Fest attendees, many of them wide-eyed wannabes, lapped up the nonstop menu of press conferences, seminars and master classes, packing into conference rooms to hear Szabo instruct aspiring cinematographers to “love the light” or Irish d.p. Seamus McGarvey (“World Trade Center”) talk about the challenge of matching the skin tones of Nicole Kidman’s face with her prosthetic nose in “The Hours.”
According to festival organizers, 360 lensers from 36 countries were in attendance, along with 1,250 film students. The total of 55,000 festgoers repped more than a fivefold increase over the event’s first year in 1993, when it was held in the Polish medieval town of Torun.
Attendees point out that the intimate fest gives students a chance to talk to famous d.p.s, directors and actors in an nonexclusive atmosphere.
Lynch, whose “Inland Empire” was screened out of competition, held court everywhere from the fest’s main venue to cocktail soirees at the Hotel Centrum, where a majority of the talent was put up. In Lodz, Lynch has become a sort of grand patron of the arts.
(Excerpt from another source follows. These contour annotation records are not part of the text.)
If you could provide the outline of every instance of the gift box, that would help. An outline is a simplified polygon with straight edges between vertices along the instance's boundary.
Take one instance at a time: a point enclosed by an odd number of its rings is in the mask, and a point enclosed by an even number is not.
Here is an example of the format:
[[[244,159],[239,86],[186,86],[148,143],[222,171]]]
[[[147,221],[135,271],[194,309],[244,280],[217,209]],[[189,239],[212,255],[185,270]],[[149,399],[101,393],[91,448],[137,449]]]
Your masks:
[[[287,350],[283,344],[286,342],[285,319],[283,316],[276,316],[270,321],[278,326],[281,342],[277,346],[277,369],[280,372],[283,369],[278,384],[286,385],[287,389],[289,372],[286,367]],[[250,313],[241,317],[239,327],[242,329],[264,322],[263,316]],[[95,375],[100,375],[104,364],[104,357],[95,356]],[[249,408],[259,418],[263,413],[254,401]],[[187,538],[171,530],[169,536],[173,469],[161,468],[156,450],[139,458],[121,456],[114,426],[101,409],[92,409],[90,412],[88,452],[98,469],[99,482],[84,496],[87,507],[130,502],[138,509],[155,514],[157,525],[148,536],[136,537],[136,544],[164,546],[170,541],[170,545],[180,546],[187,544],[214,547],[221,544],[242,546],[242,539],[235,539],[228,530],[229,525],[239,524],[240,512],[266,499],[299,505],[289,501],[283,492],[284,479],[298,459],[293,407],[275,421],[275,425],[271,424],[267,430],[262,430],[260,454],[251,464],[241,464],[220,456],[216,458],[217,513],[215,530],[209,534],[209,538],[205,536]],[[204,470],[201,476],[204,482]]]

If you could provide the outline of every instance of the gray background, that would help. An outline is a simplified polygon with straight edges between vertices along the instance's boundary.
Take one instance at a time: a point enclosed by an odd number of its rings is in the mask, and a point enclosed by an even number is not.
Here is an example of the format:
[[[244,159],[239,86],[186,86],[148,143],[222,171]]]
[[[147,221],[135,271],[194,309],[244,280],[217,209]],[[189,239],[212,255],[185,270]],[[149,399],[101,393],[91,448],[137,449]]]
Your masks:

He filmed part of “Inland Empire” here, using local talent, and is the catalyst behind a film/arts center that will be built in his name in a 75,000-square-foot former electrical factory adjacent to the railway station.
The compound will eventually house the festival as well as museums devoted to technology and contemporary art. The project is being funded by a combination of private investors, city and state funds and European union funds, according to fest director Marek Zydowicz. Target date of completion is two to three years.